The Nasdaq composite was nasty again yesterday, taking its fourth consecutive tumble – which left it a whopping 27 percent below its high.
After rallying in a big way – the tech-packed index was up 3.9 percent at one point in the trading session – the Nasdaq composite plummeted in the last 45 minutes. For the day, it dropped 92.85, or 2.46 percent, to 3,676.78.
For the year, it’s down 9.65 percent.
Other major market averages joined the sell-off yesterday, with the Dow Jones industrial average dropping 201.58, or 1.81 percent, to 10,923.55. The blue-chip average is sitting on a year-to-date loss of 4.99 percent.
“The down side of the market is always quicker and more vicious than the up side,” said Peter Skirkanich, president of Fox Asset Management. “Markets can take a long time to get to mad extremes, but once they get there, they just peter out.”
Meanwhile, the S&P 500 index slumped 26.66, or 1.82 percent, to 1,440.51, and has a year-to-date loss of 1.96 percent. Two days ago, the S&P index was the only major market average that was up for the year.
“The bubble’s been pricked,” said Mark Petrie, portfolio manager at Hokanson Capital Management. “We are raising our cash position. We don’t think it’s time to go bargain-hunting yet, because some of these companies still have a way to go down.”
On Wall Street trading floors yesterday, the talk centered around the idea that the Nasdaq could hit 3,000 before it ever resumes its climb to its previous levels above 5,000.
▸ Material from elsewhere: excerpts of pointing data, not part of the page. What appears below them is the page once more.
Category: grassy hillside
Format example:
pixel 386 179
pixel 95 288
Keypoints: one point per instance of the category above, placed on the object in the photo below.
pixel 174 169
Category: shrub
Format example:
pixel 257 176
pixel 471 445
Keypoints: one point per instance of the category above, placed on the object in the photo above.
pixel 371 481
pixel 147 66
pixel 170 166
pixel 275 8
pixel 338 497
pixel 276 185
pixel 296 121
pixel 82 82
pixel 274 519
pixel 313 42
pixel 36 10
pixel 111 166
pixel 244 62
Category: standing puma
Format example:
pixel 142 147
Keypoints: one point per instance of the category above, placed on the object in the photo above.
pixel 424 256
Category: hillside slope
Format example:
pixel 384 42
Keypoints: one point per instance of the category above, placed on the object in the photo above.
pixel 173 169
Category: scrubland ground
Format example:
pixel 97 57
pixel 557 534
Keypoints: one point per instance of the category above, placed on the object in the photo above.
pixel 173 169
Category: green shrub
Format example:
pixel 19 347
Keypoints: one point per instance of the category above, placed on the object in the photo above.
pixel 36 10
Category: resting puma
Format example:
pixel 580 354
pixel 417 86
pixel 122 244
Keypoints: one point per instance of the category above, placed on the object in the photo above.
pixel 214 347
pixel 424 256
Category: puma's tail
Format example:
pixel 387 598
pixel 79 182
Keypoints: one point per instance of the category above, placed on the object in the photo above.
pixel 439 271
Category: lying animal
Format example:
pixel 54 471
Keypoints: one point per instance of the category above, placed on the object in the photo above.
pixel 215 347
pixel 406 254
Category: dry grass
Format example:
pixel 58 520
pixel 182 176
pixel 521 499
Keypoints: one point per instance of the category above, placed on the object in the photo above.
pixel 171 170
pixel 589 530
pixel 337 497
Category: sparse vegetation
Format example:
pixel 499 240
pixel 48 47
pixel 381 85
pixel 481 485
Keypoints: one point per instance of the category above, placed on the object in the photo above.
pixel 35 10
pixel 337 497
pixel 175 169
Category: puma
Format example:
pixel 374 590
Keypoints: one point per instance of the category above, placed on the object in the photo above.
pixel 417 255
“There is no clear support [on the Nasdaq] until 2,900” said Bob Dickey, a strategist at Dain Rauscher. “The problem with the sharp rises like on Wednesday is that the corrections that follow are often twice as steep as the previous rallies were, as sentiment is quicker to change to bear camp than it is to turn investors bullish again.”
One reason the market turned south yesterday, strategists said, was that there are signs that inflation is entering the U.S. economy, which suggests the Federal Reserve will continue to hike short-term interest rates.
That makes it more expensive for companies to operate and could reduce their profits.
So when the government reported that this month’s producer price index had inched up 1 percent, mostly due to higher energy costs, equity investors were not happy.
Fed Chairman Alan Greenspan used the report to justify the rate increases the Fed had put through in the past 10 months.
“There are a lot of indications of prices going up,” Greenspan said in testimony to the Senate Banking Committee.
Those comments took some steam out of the two-week-long rally in financial services stocks, which can see their margins squeezed in rising interest rate environments.
That hurt Chase Manhattan Corp., which slid 81 cents to $86.
Other big losers yesterday were Avigen, down $3.56 to $26.25, and SciQuest, down $1.13 to $15.56.